The central government, following the announcement of PAN 2.0, is now gearing up to introduce EPFO 3.0, an upgraded plan with enhanced features for subscribers. As per an exclusive report, the Employees’ Provident Fund Organisation (EPFO) is considering removing the 12% cap on employee contributions to the Provident Fund (PF). This change would allow subscribers to contribute based on their savings preferences. Additionally, plans are underway to enable direct PF withdrawals through ATMs, making the process more convenient for users. According to ET Now, EPFO 3.0 may also offer the option to convert PF savings into a pension, adding greater flexibility and utility to the scheme.
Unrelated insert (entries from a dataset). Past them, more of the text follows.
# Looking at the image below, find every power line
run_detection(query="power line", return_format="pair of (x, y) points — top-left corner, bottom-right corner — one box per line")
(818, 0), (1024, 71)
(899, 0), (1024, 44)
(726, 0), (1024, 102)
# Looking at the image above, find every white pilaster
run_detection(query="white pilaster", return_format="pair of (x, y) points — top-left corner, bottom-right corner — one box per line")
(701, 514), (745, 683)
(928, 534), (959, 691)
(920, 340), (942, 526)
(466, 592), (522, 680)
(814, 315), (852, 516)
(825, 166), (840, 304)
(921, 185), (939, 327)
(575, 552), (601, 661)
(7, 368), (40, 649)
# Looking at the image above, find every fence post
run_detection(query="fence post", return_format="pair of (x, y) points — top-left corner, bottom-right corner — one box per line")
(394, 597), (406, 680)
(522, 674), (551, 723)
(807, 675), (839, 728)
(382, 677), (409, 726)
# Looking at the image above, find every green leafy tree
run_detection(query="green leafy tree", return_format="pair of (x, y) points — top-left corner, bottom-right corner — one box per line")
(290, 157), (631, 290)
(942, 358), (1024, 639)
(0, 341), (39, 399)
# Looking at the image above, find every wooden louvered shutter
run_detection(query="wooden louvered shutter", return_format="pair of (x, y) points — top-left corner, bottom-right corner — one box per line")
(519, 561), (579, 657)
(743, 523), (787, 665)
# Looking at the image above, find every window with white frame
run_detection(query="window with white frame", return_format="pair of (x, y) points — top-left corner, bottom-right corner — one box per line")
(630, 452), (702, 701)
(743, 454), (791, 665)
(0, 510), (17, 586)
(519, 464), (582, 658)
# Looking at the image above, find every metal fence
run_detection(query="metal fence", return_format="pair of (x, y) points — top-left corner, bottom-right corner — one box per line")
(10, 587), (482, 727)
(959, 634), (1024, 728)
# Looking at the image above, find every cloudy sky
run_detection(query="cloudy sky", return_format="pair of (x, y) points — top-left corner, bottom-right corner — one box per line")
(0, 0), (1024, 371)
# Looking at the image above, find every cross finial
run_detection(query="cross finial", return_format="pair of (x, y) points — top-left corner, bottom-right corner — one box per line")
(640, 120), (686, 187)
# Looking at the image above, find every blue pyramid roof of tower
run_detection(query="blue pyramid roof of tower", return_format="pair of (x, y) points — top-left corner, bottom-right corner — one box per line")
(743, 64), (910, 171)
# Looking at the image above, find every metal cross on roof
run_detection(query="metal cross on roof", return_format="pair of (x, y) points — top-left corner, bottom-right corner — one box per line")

ATM-based PF withdrawal by mid-2025?
The move also envisions allowing subscribers to withdraw PF amounts directly from ATMs, making the withdrawal procedure less cumbersome. The Ministry of Labour is also reportedly preparing to distribute cards so that PF may be withdrawn from ATMs. This facility is going to be introduced in May-June 2025 and will add to EPFO subscribers’ convenience in a big way.
The report further said that with EPFO 3.0, the government wants to grant employees greater autonomy over their savings. Further contributions could also be converted into higher pensions, thus improving long-term benefits, it said.
EPS-95 overhauling also on cards?
In a related development, the central government is said to be mulling over revising the Employees’ Pension Scheme 1995 (EPS-95). According to a PTI report on November 28, the Labour Ministry is looking into ways of permitting employees to contribute directly to EPS-95.
Currently, the contribution made by the employee himself amounts to 12% while that of the employer has to be divided between two different funds, EPS-95 at 8.33% and EPF 3.67%. Direct contributions by employees towards EPS-95 may influence the potential in EPF-95 may have an effect on the potential increase in pension benefits.
Additionally, the government will increase the ceiling for the EPF contributions’ wages. It will be the first hike since a decade with the last hike made in the year 2014 after raising the ceiling from Rs 6,500. The new limit would be Rs 21,000 and will jump by Rs 7,000 as claimed to enable better benefits for the retirees.
Key takeaways of EPFO 3.0
Withdrawals through ATMs:
The Labour Ministry is going to launch a card for the Provident Fund (PF) withdrawals through ATMs. Though, members will withdraw only 50 per cent of their total deposits amounting to this facility. The service will be available by mid-2025, perhaps during May-June.
No limit to employee deposits:
Another change under review is the elimination of the 12 percent cap on the employees’ contribution. This would ensure that employees have an increased option to make more contributions in order to grow their retirement savings. On the other hand, the employers’ contribution will be a fixed rate that is dependent on the salary of the employee.
Pension conversion option:
Additionally, it has planned to provide options for PF savings to be converted into pension plans for employees. With prior permission from the employee, it will also provide the means tosecure funds after retirement.